The public review of how metro Atlanta (or even North Georgia) handled this snow and ice event will go on for the next few weeks with lots of opportunities to evaluate how we responded and how we can be better prepared the next time. Nonetheless in the end, even with the best preparation, the forces of nature and the power of nature’s Lord will always be able to overtake our meager human capacity to withstand such a forceful event. After all, even communities that are accustomed to such severe weather occasionally find themselves overwhelmed by certain unusually powerful episodes.
Our experience of nature should provide all of us opportunities to reflect on God’s power and supremacy in all of our lives. Only several years ago, we faced a critical drought, and just over a year ago we faced severe flooding. We have experienced a number of occasions where we were forced to realize our human limitations in response to God’s power and authority in nature. We have been given several opportunities to prayerfully consider how our lifestyles may perhaps be damaging to the environment and how we should respond.
One of the canticles that the Liturgy of the Hours frequently presents for prayer is the one dedicated to Daniel the Prophet. The three young men who had been thrown into the fiery furnace offered a prayer of praise to God from all of creation.
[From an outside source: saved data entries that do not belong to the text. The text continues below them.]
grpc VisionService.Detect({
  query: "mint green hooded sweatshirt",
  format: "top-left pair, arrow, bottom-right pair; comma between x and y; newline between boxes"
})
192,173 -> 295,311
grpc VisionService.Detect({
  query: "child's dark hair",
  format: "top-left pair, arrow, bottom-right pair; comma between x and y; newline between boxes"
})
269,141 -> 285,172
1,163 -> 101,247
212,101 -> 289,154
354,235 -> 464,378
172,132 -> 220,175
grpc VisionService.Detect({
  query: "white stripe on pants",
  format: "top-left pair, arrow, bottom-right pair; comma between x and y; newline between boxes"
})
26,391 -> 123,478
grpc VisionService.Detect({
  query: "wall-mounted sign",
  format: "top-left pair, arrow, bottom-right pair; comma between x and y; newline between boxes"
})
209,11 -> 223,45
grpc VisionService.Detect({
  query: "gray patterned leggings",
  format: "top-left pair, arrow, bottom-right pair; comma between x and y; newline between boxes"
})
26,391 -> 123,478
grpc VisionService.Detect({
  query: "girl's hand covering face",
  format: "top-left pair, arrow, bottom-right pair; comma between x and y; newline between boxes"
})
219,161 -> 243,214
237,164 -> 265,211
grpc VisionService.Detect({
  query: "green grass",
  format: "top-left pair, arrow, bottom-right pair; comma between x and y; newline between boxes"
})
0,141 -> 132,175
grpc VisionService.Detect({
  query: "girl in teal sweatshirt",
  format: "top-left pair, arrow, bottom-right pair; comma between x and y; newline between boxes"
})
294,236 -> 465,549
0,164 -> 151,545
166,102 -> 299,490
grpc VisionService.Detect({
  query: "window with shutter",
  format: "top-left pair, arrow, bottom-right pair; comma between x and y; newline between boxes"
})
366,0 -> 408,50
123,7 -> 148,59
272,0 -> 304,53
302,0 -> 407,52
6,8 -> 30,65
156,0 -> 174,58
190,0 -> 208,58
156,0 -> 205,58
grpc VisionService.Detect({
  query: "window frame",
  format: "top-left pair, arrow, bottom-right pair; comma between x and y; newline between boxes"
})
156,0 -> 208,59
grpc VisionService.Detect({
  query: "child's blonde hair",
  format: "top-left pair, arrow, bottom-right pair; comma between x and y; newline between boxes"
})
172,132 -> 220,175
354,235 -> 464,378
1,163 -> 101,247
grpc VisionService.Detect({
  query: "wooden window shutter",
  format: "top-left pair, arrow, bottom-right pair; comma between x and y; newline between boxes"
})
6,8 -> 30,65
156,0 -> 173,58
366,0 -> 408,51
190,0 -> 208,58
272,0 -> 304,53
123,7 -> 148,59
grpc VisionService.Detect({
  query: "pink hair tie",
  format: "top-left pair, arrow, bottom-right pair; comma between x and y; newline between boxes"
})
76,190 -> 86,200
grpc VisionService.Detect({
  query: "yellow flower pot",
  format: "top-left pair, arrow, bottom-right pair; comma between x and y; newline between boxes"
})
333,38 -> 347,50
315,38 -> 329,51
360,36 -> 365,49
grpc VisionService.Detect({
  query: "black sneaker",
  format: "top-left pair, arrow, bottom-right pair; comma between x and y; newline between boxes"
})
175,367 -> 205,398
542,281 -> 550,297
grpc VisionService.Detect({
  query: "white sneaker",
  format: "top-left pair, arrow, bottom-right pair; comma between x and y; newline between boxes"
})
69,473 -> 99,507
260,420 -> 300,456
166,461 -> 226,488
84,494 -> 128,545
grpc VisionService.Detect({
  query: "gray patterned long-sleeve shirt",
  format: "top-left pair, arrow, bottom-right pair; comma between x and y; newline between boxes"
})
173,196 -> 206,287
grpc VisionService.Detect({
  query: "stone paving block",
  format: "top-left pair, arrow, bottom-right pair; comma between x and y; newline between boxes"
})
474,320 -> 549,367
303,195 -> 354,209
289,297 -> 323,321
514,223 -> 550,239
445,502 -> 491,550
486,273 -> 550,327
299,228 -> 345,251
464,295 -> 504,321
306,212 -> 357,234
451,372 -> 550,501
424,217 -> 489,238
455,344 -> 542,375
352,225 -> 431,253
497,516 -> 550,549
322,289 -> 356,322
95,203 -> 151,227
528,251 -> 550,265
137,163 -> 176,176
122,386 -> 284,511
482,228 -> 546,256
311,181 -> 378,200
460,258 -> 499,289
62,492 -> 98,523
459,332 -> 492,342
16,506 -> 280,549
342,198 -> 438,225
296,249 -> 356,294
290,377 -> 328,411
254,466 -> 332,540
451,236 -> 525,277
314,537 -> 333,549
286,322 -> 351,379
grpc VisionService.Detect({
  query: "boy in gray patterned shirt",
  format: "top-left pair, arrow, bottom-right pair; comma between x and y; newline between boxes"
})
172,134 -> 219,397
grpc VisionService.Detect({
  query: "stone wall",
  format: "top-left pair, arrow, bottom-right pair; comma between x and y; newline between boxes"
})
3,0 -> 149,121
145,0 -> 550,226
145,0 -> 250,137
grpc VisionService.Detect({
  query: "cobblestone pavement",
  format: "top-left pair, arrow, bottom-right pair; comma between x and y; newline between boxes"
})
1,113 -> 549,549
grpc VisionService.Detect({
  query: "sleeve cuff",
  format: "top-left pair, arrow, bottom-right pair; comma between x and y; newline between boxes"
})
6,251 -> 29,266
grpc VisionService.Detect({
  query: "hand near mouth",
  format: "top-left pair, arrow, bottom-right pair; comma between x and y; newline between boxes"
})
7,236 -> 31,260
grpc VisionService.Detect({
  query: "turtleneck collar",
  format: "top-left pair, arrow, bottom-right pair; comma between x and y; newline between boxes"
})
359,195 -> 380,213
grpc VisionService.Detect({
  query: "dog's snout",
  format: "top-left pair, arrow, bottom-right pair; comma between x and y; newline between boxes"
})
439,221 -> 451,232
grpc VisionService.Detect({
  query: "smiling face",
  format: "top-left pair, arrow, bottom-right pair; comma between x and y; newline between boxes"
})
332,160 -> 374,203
“Ice and snow bless the Lord,” the canticle proposes, reminding us that everything in nature has a purpose and reflects God’s generous design.
It might have been difficult for most of us last week to see just how snow and ice were reflections of God’s goodness as we sat confined to our homes and fast running out of some of the things that we might have needed or desired. Yet even in those difficult moments God was offering us opportunities to see His hand at work in our lives—if we had but the courage and the insight to discover them.
One of my staff members commented to me that she was surprised to read that the crime statistics for our community had dropped so drastically during this past week. Even those who might have intended to do us harm were stymied in their plans by the weather.
I’m glad that our inconvenience is now over and we can go about our normal lives. I just pray that we won’t forget even those moments of inconvenience and perhaps hardship, that we praise God that we survived them and that we praise Him even more for all that He does to draw us closer to Him and to one another.